In several instances, there are two blokes moving a sheet of glass up and down the street, a classic gag. There’s girls out hula-hooping, which mightn't sound so scary, but don’t forget that cooties is the number one killer of paperboys in America, so you’d better take notice.
But equally as terrifying as cooties, and ever-present on this wretched street, is the Grim Reaper himself. You know your luck’s not in when Death is waiting to get you on a friendly neighborhood corner. But hey, what can you expect when you take a bike out onto the road? It’s always been the quickest way to make yourself a target.
There’s a badly made dirtbike bonus level as well, and probably some other Easter eggs, but you really won’t get more than 10 minutes out of this one. To avoid any spurious defamation and libel claims, I suppose I should say that Paperboy the game is a classic, fun, quirky little title that everyone can enjoy. Off the record though, this game is a pain in the arse.

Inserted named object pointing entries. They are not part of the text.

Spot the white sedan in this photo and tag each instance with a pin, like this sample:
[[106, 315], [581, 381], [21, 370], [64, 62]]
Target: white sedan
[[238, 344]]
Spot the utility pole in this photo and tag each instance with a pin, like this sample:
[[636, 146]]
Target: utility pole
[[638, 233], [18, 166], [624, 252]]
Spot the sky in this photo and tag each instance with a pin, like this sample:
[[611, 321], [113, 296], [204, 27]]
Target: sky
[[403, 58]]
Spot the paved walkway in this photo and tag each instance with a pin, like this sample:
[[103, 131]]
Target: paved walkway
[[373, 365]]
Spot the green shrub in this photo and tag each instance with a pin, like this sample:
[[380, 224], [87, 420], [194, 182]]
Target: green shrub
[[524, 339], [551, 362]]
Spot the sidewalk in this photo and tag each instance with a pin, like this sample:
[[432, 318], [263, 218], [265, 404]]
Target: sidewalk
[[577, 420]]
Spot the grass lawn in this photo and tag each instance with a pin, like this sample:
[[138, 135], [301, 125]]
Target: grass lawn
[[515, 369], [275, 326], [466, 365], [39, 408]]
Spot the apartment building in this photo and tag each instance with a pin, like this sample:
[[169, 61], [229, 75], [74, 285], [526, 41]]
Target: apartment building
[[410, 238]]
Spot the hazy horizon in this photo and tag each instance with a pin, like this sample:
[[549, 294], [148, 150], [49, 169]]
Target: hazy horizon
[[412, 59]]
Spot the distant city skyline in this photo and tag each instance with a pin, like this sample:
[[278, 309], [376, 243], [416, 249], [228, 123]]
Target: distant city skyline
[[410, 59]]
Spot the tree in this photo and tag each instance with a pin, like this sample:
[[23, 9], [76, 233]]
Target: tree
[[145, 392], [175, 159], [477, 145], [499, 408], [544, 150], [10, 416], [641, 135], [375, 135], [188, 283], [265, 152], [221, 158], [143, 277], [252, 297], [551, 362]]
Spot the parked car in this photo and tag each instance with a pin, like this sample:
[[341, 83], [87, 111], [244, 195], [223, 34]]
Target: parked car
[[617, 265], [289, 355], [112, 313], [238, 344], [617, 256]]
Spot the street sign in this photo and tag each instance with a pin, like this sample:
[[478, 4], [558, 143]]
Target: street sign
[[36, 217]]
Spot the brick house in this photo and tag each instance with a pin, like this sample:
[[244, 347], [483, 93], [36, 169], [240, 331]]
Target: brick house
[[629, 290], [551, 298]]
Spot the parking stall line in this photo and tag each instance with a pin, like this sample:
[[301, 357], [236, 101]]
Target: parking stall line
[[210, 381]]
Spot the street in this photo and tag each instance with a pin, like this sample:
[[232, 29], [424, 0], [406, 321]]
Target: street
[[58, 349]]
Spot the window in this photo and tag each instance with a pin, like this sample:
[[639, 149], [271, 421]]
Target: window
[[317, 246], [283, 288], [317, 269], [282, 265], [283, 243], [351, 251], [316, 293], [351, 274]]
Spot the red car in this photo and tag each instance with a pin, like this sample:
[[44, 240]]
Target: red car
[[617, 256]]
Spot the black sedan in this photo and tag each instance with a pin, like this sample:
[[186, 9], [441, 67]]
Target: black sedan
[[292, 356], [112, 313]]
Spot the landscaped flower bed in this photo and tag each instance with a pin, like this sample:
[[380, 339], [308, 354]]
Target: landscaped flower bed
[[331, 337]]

Picture a news outlet with an insulting paywall that wants all your cookies. Then it serves you nothing but clickbait that never actually gives you the answer, written by a smug journalist giving only one side of the story. And typos, loads and loads of typos. That's what this game is, essentially. Needless to say, apart from a wretched N64 sequel, Paperboy hasn’t been seen since. And even if it did, like newspapers themselves, it wouldn’t be a piece worth paying for.
18 July 2025
I have fond childhood memories of the C64 and Amiga versions. They were both brutally hard but playable. The NES version is just pure hell.